Even puppets need an entourage
Liz Hara
Liz Hara
Photo: Kate Marley

She gave up a semester abroad in college to make hundreds of rubber warts before tackling vines and leaves. When a fuzzy, elephant-antelope named Mr. Snuffleupagus needs your help, that’s just what you do. 

For Liz Hara, a new student in the online master’s program, it’s also what she wanted to do. 

Starting in high school, Hara began building puppets for local theaters in Minneapolis. During her junior year of college at Vassar, she landed an internship with the Jim Hensen Company. This included helping Marty Robinson (aka, Mr. Snuffleupagus) with prop and design work (the warts and vines, among other things) for the Broadway production of Little Shop of Horrors that Robinson was involved with at the time. The internship also led to costume work for other Broadway productions, including The Lion King and Shrek

Robinson eventually became her mentor and “puppet dad.” (Her “puppet mom” is Pam Arciero, who plays Oscar the Grouch’s girlfriend, Grundgetta.) A full-time job at Sesame Street followed, doing something few, if any, Ed School students can claim on their resumes: puppet wrangling. 

“It’s basically an art department for the puppets,” Hara explained during a visit to Appian Way in July. “Puppet wranglers dress the puppets and do their hair and makeup.” They also handle rigging — the controls that bring the puppet to life. Hara says it’s a dream job and during the first few weeks as a wrangler, she fell asleep every night “giggling to myself.” 

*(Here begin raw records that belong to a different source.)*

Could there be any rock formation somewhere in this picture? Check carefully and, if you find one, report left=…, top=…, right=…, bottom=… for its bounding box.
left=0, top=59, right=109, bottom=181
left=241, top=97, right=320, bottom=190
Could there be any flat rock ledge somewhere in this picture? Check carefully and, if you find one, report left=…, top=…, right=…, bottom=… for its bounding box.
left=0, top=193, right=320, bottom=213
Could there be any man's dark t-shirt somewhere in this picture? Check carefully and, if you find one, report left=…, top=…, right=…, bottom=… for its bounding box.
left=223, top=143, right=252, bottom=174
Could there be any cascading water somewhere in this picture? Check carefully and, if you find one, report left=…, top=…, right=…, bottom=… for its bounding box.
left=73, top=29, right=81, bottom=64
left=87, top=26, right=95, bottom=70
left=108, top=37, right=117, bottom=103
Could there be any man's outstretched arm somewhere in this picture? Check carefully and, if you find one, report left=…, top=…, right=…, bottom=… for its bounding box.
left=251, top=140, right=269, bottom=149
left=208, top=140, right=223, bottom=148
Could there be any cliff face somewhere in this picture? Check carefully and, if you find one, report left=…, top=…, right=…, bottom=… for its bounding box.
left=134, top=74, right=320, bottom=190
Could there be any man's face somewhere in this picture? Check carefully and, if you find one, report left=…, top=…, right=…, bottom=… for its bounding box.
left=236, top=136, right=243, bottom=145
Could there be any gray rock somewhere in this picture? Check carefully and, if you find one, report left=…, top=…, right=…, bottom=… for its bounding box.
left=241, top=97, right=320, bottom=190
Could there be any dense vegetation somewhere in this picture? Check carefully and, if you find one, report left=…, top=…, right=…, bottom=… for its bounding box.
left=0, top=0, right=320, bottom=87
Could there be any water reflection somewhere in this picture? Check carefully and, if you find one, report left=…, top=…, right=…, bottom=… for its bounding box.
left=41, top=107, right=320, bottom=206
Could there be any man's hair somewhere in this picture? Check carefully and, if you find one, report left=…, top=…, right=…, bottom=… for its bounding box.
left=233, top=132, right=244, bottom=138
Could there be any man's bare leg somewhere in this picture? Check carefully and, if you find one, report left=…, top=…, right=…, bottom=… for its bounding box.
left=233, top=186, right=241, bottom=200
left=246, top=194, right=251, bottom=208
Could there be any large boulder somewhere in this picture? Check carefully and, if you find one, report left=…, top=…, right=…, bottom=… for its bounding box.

Asked about her favorite puppet, she jokes, “we never have favorite babies,” but admits a soft spot for Grover, even though, with his big hands, he’s hard to dress. “He’s the only puppet I have ever hugged when no one was watching.” 

In time, Hara also became interested in writing and joined the Sesame writing room. With the team, she won an Emmy in 2018 for outstanding writing (after winning her first in 2015 for costume design). She also started writing for other shows, including Shark Dog, Ninjago, and Life in Pieces

Nowadays, Hara is a full-time writer for Marvel’s Moon Girl and Devil Dinosaur, an animated series about a 13-year-old genius named Lunella who fights crime in New York City with a 10-ton T-Rex. And she’s become more interested in the learning side of kids’ shows, not just the crafting side. Curriculum, she says, is one of reasons she decided to come to the Ed School. 

“The curriculum meetings have always been fascinating to me,” she says. “I would love to create my own curriculum-based show someday, where we bake the curriculum into the premise and format instead of trying to marry them after the fact, which is how it’s often done.” 

And when she has time, she’s still, happily, taking care of the puppets. As she recently told Maple Grove magazine, with puppets, “Things come to life and there is just a beautiful relationship between the audience and the puppet. That is still the most exciting thing about puppetry. Every performance is an invitation to the audience to come play.”